1759-12-05, de Voltaire [François Marie Arouet] à Charles Augustin Feriol, comte d'Argental.

Mon cher ange que dites vous de Luc qui me mande le 17 je vous écriray plus au long de Dresde dans trois jours, et le troisième jour vous savez ce qui luy arrive.
Vous voyez qu'il ne faut compter sur rien pas même sur nos flottes, pas même sur les tragédies de Mr de Tibouville. Voyez ce qui arrive à frère Bertier, il va à Versailles dans toutte sa gloire et meurt en bâillant. On n'est sûr de rien dans ce monde. J'en excepte Tancrede. Vous devez être sûr, mon divin ange, que je la mettray à vos pieds; et si elle a le sort du Tibouville ce ne sera pas sans y avoir bien songé. Je me flatte que Spartacus va se montrer. Seriez vous assez ange pour faire dire au faiseur de Spartacus que mes chevaliers n'osent se battre contre ses gladiateurs, et que mon estime et mon amitié luy ont cédé volontiers le pas?

Je vois que la prose du traducteur de Pope ne luy a point du tout réussi. Pouriez vous avoir la bonté de me dire si ses successeurs écrivent plus rondement et ont le stile moins dur? Que pense t'on des billets ou actions des fermes? Il est bien bas de vous parler de cette prose ou plustôt de ces chifres aulieu de vous envoyer des tirades d'Amenaide en vers croizez. Mais on n'est pas toujours sur Pegaze, on est balotté dans le même vaissau où vous criez tous miséricorde.

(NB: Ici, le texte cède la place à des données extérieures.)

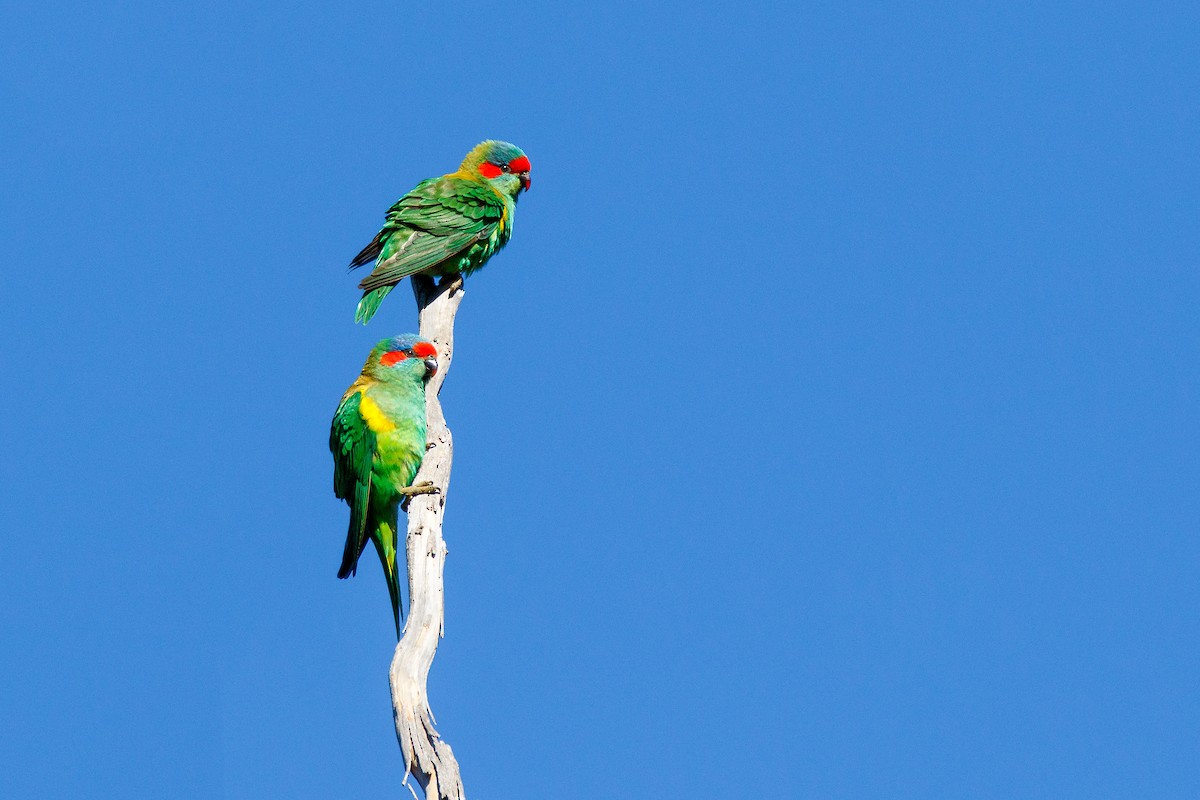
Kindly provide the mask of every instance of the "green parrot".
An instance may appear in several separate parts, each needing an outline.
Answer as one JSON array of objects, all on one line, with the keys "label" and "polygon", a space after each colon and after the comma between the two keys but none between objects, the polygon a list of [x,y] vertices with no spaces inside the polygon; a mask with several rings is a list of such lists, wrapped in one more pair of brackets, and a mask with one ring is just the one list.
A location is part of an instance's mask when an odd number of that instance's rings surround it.
[{"label": "green parrot", "polygon": [[528,190],[529,158],[508,142],[475,145],[457,172],[421,181],[388,209],[383,230],[350,268],[375,262],[358,288],[355,322],[364,325],[409,275],[470,275],[512,236],[517,196]]},{"label": "green parrot", "polygon": [[369,538],[375,543],[396,636],[400,582],[396,574],[397,509],[425,457],[425,383],[437,372],[437,348],[415,334],[375,345],[362,374],[342,396],[329,431],[333,493],[350,506],[350,530],[339,578],[358,567]]}]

Vous croyez bien que je n'ay pas oublié avec m. le duc de Choiseuil l'anecdote du 17 novembre. Oh je crois qu'il doit être content et lassé de moy. Mettez moy mon divin ange sous ses ailes et sous les vôtres et sous celles de madame Scaliger.

V.

Et jamais à Geneve s'il vous plaît, mais par Geneve. Voulez vous qu'on me prenne pr un huguenot réfugié?